Queenstown was one of four places selected by the Ministry of Health for "sentinel testing" — random checking of people for disease symptoms to determine if there has been community transmission.
The others were in Auckland, Waikato and Canterbury.
The resort has been one of the hot spots for Covid-19. Nurses at Lakes District Hospital tested positive to the disease and one of its hotels played host to the World Hereford Conference, an event which created a cluster of cases.
Queenstown Lakes has 86 of the southern region’s 213 Covid-19 cases.
No new cases were reported in the region yesterday, but the South still has more recorded cases of Covid-19 than anywhere else in New Zealand.
Nationally there were 1401 cases in total yesterday.
Southern District Health Board medical officer of health Dr Susan Jack said random testing of people without symptoms was an important additional step to understand the extent of Covid-19 in the community.
"Most of our cases are from the infection spreading from individuals to close contacts, increasingly those with whom they are sharing their bubbles."
She said such cases were easily identifiable, but it was important to check for "community transition that has not yet reached our attention" through the 5326 tests already undertaken by the DHB.
"The DHB public health physician rang and said we need your help. Can you please swab 300 people randomly in Queenstown."
He received the call at 2.30pm on Wednesday and by 6am yesterday, Civil Defence staff and healthcare professionals arrived to set up the centre.

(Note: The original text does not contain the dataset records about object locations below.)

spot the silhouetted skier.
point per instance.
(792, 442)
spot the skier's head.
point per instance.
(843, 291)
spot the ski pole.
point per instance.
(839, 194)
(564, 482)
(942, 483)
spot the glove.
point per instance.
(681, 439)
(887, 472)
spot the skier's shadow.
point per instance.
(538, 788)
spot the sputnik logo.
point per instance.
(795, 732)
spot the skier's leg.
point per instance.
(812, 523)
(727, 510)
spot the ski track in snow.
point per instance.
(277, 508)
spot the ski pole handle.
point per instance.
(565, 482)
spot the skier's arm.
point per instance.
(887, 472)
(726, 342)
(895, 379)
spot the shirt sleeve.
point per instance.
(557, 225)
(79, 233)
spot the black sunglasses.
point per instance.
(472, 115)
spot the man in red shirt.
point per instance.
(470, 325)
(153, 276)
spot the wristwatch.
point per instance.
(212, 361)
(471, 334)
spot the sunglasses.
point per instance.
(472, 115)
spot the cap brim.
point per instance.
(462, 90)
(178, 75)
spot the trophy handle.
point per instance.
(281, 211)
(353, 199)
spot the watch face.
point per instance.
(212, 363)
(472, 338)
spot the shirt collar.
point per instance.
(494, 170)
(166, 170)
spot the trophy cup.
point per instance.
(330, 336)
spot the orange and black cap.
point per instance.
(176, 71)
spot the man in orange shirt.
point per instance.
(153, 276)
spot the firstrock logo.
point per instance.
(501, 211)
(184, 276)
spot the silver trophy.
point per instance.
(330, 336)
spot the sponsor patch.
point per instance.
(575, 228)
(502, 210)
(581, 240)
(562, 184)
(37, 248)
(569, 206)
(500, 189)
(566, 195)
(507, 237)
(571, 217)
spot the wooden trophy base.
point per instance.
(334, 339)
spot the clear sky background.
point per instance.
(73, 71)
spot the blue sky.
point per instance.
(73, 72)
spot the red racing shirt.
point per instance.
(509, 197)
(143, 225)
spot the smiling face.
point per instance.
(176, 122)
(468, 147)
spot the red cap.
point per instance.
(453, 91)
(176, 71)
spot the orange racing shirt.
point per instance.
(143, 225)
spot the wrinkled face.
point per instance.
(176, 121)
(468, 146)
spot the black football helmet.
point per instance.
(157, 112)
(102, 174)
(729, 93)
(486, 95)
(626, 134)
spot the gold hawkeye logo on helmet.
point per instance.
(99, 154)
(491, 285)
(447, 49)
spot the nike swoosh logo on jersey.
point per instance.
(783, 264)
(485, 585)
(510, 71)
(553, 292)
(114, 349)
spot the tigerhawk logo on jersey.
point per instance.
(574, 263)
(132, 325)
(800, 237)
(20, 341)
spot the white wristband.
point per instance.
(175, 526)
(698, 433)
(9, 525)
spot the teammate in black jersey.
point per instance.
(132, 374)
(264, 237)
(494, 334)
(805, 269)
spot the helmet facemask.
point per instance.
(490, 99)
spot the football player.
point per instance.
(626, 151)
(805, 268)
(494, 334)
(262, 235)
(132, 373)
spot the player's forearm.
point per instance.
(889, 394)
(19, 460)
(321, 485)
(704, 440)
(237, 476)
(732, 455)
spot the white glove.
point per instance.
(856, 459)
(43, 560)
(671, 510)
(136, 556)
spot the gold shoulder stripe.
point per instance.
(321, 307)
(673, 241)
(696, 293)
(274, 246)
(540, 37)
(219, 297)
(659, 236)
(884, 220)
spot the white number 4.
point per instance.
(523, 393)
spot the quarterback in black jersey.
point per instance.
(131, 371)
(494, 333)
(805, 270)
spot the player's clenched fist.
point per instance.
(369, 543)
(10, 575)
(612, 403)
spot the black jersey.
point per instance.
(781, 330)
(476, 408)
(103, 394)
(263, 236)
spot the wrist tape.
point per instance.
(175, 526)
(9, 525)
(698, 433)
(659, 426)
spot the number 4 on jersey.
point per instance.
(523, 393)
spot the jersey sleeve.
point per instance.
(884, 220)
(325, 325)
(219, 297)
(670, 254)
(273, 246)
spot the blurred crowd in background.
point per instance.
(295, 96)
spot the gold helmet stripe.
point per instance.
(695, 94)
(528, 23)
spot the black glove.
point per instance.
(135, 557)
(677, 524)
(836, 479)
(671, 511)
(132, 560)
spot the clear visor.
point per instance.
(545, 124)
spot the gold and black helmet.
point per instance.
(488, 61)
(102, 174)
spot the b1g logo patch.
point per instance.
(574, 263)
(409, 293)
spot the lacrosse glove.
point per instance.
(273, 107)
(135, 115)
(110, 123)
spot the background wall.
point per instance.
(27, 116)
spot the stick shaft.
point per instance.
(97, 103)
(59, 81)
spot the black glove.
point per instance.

There were 29 members of staff involved, including nurses, GPs, pharmacists and administrators from as far away as Invercargill, Mr Swanson-Dobbs said.
Fabiano Vaz-da-Silveira was one of the shoppers who agreed to take part.
"I think it is a very good idea. They told me the Government wants to be sure it can drop the alert level."
He said he was happy to be involved, but fellow volunteer Michele Becker said she was slightly nervous about the swab.
The aim was to test 300 people as quickly as possible. More than 60 tests had been completed within 90 minutes of opening at 10.30am.
Well South medical director GP Stephen Graham said he swapped a more organisational role for frontline testing to help move along the queues.
He said testing had gone well but admitted people "don’t like having it done very much".
Yesterday’s testing was aimed at people without symptoms. Healthcare officials urged people with signs of Covid-19 to contact their GP or Healthline.
Meanwhile, a postmortem was yesterday carried out on an Invercargill man in his 70s to determine if he was the first New Zealander to die at home from Covid-19.
Until those results were available, Director-general of health Ashley Bloomfield would not say if the Kingswell man’s death would be added to the national total of nine Covid-19 deaths.
When asked if the man had links to the Bluff cluster, Dr Bloomfield said: "Yes, it is linked to the Bluff wedding; not directly, but indirectly.''
The Buff wedding cluster was connected to three more Covid-19 cases yesterday; it has been connected to 92 cases overall, including the death of a man in Wellington.
Twelve people were in hospital with Covid-19 yesterday, including three in intensive care.
One of those patients is in Dunedin Hospital and is in a critical condition.